When she grows up, Amélie becomes a waitress in a small Montmartre café, The Two Windmills, run by a former circus performer and staffed / frequented by a gang of eccentrics. By age 22, life for Amélie is simple; having spurned romantic relationships following a few failed efforts, she has devoted herself to simple pleasures, such as cracking crème brûlée with a teaspoon, going for walks in the Paris sunshine, skipping stones across St. Martin's Canal, trying to guess how many people in Paris are having an orgasm at one moment ("Fifteen!", as she tells the camera), and letting her imagination roam free.
Her life changes on the same day that Princess Diana dies. Following a series of circumstances resulting from her shock at the news, behind a loose bathroom tile she finds an old metal box of childhood memorabilia hidden by a boy who lived in her apartment decades past. Fascinated by the find, she resolves to track down the now grown-up man who put it there and return it to him, making a deal with herself in the process; if she finds him and it makes him glad, she will devote her life to goodness. If not, too bad.

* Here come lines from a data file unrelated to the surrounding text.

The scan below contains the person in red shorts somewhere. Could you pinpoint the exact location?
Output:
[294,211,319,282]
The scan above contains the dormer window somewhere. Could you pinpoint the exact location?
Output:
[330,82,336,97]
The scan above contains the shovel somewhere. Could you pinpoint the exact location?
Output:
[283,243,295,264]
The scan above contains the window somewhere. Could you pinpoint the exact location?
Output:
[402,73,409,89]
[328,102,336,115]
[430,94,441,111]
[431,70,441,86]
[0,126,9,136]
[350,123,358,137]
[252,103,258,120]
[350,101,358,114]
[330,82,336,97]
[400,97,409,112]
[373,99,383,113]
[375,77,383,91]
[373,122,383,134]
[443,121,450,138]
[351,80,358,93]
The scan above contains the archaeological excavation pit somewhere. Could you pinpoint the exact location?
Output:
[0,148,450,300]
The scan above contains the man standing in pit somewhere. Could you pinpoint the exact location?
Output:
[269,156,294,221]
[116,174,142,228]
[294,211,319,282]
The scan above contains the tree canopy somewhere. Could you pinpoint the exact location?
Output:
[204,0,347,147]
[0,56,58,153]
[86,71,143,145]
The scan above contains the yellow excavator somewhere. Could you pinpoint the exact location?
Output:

She meets her reclusive neighbor Raymond Dufayel, a painter who continually repaints Luncheon of the Boating Party (Le Déjeuner des canotiers) by Pierre-Auguste Renoir. He is known as 'the Glass Man' because of his brittle bone condition. With his help, she tracks the former occupant down, and places the box in a phone booth, ringing the number as he passes to lure him there. Upon opening the box, the man has an epiphany as long-forgotten childhood memories come flooding back. She trails him to a nearby bar and observes him but does not reveal herself. On seeing the positive effect she had on him, she resolves from that moment on to do good in the life of other people. This results in Amélie becoming a something of a secret matchmaker and guardian angel, as she persuades her father to follow his dream of touring the world (with help from his garden gnome and an air-hostess friend), her co-workers and friends (two of whom she sets up), the concierge of her building, and Lucien, the boy who works for the bullying owner of the neighborhood vegetable stand (whom Amélie delights in taking vengeance upon).
But while she is looking after others, no one is looking after Amélie. In helping other people achieve happiness, she is forced to examine her own lonely life - made ever more apparent and painful by her relationship with Nino Quincampoix, a quirky young man who collects the discarded photographs of strangers from passport photo booths, whom she has fallen in love with. Although she intrigues him through her various roundabout methods of attraction (including something like a treasure hunt for one of his forgotten photo albums), she is painfully shy and incapable of actually approaching him. It will take Raymond's friendship to teach her to pursue her own happiness whilst still ensuring that of her friends and neighbours.